Un ulteriore particolare riguarda la scelta dei nomi dei figli, tutti tratti dall’Antico Testamento: Samuele, Davide e Gioele, nomi di profeti che provengono dall’Antico Testamento dove predominava la legge del Dio terribile, il Dio della vendetta, mentre nel Nuovo Testamento predomina il Dio della misericordia. Vi è quindi una componente teologica, di legge religiosa da non sottovalutare.
Una lettura secondo le categorie della cosmovisione religiosa fa riflettere sulla scelta dei nomi che non hanno seguito una logica del piano della coscienza, ma una logica interna dalla quale non sempre la persona o la famiglia che sceglie è consapevole. Samuele, nella Bibbia, è stato un bambino dato dalla propria famiglia al tempio, si compie un sacrificio o il sacro-ufficio secondo le Sacre Scritture, diventa sacerdote e poi giudice di Israele e finalmente inaugura la lista dei profeti del popolo di Israele. Invece il profeta Gioele è colui che collega l’invasione delle locuste alla volontà di Dio di punire Israele per i suoi peccati. Gioele porta gioia a sua madre, ma preannuncia la condanna per l’assassinio di Samuele. L’elemento tragico della storia è che se Gioele vive è dovuto al fatto che qualcun altro è morto. In questo gioco di vita e morte se consuma la sua storia.
Il piccolo re Davide dovrà affrontare il mondo, avrà il compito di proteggere Gioele. Come costruirà la sua storia se non è stato capace di salvare Samuele?

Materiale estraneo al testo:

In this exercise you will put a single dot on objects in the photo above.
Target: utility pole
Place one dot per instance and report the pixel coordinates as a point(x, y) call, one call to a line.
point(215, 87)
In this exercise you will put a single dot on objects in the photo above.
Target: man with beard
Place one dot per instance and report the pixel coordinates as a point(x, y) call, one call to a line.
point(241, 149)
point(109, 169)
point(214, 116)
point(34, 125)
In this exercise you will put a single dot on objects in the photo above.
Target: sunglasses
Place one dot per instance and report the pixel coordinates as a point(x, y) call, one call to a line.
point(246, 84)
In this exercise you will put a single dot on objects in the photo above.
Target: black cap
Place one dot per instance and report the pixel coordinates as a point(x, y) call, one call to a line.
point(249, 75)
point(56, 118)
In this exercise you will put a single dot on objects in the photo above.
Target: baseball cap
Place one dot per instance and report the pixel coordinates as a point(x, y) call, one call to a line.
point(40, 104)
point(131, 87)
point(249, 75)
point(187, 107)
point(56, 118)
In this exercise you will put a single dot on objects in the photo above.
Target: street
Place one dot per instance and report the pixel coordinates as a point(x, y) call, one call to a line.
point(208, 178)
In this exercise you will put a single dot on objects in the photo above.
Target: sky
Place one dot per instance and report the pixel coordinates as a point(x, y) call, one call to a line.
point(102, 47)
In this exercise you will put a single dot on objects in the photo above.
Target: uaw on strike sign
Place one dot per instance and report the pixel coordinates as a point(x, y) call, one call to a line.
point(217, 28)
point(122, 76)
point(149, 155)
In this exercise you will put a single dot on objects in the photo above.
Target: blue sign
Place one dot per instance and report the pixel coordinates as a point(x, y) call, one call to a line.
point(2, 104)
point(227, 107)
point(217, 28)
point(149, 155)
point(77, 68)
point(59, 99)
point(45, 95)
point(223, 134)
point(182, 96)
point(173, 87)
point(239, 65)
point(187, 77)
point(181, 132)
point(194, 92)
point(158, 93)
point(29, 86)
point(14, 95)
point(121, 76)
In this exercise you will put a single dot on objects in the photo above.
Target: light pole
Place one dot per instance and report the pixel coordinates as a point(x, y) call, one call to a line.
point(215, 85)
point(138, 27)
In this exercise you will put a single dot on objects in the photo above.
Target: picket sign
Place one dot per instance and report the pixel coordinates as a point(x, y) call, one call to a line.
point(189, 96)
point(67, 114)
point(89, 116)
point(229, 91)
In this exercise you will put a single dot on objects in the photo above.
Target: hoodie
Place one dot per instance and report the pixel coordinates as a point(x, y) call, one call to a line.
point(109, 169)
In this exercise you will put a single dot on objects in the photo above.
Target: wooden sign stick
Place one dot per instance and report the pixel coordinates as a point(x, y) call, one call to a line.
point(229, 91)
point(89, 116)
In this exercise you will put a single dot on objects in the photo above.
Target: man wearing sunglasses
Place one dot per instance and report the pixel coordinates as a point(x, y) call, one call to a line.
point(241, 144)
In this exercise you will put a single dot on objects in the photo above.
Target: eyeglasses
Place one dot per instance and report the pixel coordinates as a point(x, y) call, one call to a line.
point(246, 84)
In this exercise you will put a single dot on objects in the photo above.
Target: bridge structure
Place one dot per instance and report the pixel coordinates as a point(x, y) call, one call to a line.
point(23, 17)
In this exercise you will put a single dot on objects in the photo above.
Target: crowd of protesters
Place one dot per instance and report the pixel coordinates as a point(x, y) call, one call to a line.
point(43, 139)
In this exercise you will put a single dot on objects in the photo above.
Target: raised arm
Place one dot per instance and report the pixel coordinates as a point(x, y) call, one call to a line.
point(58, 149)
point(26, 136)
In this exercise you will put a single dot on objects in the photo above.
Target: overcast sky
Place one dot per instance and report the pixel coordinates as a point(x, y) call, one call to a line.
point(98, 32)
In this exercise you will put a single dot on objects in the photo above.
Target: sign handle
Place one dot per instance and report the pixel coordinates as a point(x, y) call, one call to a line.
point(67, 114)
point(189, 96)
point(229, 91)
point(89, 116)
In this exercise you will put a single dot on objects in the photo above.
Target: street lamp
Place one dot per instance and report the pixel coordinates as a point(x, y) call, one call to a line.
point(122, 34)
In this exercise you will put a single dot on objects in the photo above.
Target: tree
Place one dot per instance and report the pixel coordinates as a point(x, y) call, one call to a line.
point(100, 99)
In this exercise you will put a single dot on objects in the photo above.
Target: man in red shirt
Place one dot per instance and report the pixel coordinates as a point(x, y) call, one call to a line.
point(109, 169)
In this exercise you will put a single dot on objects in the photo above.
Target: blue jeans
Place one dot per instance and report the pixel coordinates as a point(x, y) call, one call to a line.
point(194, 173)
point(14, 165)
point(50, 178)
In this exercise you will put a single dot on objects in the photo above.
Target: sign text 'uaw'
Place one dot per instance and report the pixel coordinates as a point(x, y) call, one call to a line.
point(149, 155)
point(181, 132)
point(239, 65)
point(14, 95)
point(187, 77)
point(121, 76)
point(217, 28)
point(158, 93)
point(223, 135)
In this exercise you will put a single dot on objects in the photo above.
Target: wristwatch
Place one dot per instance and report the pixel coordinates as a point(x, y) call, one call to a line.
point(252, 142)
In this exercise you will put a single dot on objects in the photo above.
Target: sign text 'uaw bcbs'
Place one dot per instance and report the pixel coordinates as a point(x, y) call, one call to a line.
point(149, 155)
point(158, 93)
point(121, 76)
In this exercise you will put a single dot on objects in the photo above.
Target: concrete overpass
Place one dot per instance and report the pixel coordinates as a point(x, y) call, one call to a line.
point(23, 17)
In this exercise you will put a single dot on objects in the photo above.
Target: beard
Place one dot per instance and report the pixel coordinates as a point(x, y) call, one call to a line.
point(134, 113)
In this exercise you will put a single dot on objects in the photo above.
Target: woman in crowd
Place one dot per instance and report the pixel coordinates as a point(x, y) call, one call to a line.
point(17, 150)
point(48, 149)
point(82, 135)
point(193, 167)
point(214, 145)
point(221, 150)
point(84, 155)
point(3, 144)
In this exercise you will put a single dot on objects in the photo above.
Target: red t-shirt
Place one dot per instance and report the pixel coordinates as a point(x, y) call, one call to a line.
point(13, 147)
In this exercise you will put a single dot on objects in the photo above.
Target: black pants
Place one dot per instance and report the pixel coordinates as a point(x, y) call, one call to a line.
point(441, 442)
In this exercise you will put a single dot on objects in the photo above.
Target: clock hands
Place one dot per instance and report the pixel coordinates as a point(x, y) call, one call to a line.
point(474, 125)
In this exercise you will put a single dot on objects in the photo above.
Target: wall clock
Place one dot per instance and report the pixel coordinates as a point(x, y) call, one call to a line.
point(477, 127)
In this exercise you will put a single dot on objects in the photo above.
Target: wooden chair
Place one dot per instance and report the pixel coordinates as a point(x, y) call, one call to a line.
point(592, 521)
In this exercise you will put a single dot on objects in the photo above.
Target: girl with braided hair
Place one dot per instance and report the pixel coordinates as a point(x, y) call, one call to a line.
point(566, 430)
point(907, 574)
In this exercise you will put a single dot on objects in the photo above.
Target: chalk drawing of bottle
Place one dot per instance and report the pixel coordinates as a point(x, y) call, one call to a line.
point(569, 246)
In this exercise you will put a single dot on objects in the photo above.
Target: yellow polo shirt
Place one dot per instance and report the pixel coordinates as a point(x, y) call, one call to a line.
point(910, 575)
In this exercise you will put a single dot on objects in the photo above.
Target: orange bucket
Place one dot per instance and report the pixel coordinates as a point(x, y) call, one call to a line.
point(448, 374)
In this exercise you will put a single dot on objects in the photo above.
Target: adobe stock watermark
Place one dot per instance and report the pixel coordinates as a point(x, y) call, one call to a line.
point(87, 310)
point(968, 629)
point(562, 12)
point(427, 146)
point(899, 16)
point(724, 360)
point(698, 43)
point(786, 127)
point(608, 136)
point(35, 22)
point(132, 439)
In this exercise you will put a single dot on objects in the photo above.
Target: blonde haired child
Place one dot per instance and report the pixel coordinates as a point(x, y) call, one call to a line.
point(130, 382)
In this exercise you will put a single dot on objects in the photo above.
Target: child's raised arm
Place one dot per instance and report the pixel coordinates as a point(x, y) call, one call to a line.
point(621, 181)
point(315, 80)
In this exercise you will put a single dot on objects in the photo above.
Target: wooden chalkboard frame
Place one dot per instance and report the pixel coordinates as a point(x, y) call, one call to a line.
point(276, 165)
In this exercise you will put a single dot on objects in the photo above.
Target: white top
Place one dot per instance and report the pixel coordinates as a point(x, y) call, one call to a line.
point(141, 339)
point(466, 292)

Riguardo, poi, alle ricadute che l’incarcerazione di Annamaria Franzoni avrà sulla vita futura dei suoi bambini, si può dire che tante donne madri sono carcerate e comunque possono vedere i propri bambini. Credo che vedere la madre dietro le sbarre avrà certo conseguenze psicologiche sui bambini, che comunque non saranno diverse da quelle di altre madri in carcere con figli. La cosa più inquietante è che non è da escludere che si possa ripetere la tensione aggressiva con gli altri figli. Forse sarebbe da pensare se il carcere di per sé guarisca la pulsione aggressiva ed omicida.
Dal lato degli altri bambini della Franzoni, come possono vedere la loro mamma-assassina di Samuele? Possono affidarsi a una madre che può uccidere? Forse, in questo caso, le sbarre possono costituire per loro una protezione.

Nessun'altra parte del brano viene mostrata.